Professor Maryellen Clemons of the theatre department died on Feb. 7 at the age of 64 after battling lung cancer.
She served as a faculty member for more than 30 years and acted as executive administrative director of the teenage drama workshop for high school students each summer for 16 years.
She earned her bachelor’s degree from CSUN in the 1960s. After earning her master’s degree at Wayne State University in Detroit, she came back to teach at CSUN in the 1970s. Clemons retired in 2005.
As a child of vaudevillian parents, she acted in 1950s movies such as “The Glass Slipper” and “The Night of the Hunter.”
Clemons was also the chair of the search committee that brought current theatre department chair Peter Grego to CSUN in 1984.
“When she came here to get her bachelor’s degree, she was a showgirl in Vegas,” Grego said. “She would go to classes and then she would drive Friday and she’d do the shows the whole weekend as a showgirl with the bangles and the beads and feathers and all that.”
“She was obviously talented enough and the grades were good enough that she legitimized herself and she got her graduate degree at a very prominent program in Detroit,” Grego said. “She literally went from showgirl in feathers and jewels to Shakespeare when she went to graduate school.”
“She was most proud of the years that she was the director of the teenage drama workshop, the summer program,” Grego said. Mare Winningham, a member of the 1980s brat pack, was one of Clemons’ students in the drama workshop.
Clemons was especially devoted to her mother and her pets, and “she always had a huge van or SUV,” Grego said. “I’d never know what I’d see in that back window, dogs, cats, anything.”
“Her brother told me that when she was put in intensive care in October, they told him she would survive a week,” Grego said. “(She survived) four months.”
“When a faculty member visited (her), they said she’d be gripping onto that bed, but she was not about to let go,” Grego said. “She was very strong-willed.”
“I think she produced her (own) memorial,” Grego said. “It was very show biz. There was a recording of her singing a song called ‘I’m Still Here’ and it was really quite a theatrical choice that even in death she’s still here.”
There were also bagpipes at the service. Grego said she will be fondly remembered for her wry sense of humor.

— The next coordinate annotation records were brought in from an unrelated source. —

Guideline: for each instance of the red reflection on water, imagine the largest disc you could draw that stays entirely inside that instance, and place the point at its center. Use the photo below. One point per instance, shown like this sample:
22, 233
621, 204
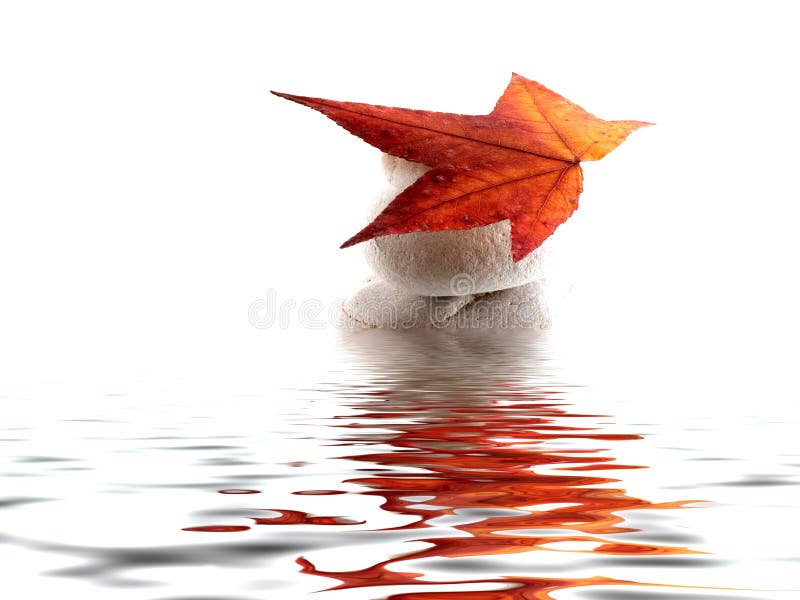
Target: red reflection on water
502, 454
218, 528
298, 517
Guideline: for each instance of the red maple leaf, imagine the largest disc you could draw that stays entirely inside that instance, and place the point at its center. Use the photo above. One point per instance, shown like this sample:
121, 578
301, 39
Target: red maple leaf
520, 162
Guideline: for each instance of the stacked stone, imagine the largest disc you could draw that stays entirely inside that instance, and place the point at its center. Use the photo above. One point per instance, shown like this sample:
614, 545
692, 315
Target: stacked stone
445, 279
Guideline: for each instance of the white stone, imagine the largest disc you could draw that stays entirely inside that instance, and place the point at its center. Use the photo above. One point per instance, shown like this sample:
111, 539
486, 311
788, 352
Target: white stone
445, 263
380, 305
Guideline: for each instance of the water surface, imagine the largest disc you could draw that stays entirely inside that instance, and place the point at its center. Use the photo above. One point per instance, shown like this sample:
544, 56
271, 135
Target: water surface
406, 466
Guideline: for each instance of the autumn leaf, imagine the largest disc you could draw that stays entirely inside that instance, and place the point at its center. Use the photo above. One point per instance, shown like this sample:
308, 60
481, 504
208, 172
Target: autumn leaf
520, 162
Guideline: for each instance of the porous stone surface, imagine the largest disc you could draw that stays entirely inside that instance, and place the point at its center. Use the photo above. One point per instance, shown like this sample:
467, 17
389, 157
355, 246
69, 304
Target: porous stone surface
379, 304
433, 263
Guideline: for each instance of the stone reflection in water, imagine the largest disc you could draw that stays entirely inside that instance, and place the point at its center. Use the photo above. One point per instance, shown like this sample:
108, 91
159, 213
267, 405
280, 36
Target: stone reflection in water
463, 429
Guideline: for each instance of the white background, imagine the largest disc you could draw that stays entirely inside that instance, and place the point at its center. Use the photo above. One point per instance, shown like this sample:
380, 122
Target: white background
151, 188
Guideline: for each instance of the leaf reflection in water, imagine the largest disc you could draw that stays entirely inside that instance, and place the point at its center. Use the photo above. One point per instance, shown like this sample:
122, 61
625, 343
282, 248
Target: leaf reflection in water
470, 424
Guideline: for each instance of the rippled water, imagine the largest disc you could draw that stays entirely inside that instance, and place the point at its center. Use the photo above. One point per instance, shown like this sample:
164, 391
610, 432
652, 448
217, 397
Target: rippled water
407, 466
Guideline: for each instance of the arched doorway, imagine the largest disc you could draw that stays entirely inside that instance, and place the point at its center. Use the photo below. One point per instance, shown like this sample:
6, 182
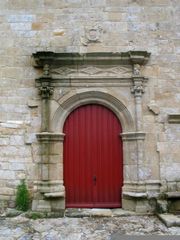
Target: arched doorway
93, 165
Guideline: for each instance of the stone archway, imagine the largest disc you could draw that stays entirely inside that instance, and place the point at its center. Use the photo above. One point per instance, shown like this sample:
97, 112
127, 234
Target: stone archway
72, 80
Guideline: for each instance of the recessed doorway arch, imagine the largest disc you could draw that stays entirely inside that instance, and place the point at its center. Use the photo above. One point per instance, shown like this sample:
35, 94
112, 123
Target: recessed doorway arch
93, 159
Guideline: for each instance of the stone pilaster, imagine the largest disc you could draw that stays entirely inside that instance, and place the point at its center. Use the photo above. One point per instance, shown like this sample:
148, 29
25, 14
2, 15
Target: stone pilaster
49, 190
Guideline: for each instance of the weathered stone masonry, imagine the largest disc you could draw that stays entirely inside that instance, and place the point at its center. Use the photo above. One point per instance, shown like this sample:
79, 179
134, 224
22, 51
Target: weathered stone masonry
144, 95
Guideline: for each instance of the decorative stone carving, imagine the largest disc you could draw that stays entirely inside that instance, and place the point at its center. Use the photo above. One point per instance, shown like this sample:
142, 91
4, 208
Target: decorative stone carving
153, 107
45, 91
136, 69
120, 71
92, 35
138, 90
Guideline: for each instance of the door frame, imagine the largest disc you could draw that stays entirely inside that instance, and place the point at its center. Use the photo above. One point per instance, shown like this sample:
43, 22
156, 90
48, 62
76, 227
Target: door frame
120, 157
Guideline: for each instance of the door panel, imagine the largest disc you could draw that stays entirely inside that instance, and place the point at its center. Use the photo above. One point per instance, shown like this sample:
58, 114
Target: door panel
92, 158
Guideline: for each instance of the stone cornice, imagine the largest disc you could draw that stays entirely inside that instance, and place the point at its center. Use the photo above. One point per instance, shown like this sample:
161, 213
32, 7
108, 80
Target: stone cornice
61, 59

“She touched a lot of people,” theatre manager William Taylor said. She directed, choreographed and acted in shows, he said.
CSUN alumna Ann Gibbs worked with Clemons on two productions and called her “a generous, fluid actor.”
“Working on stage with her was a study in acting,” Gibbs said. “I was saddened to hear of her passing, but am confident that the fruits of her labors will continue through the work of her students.”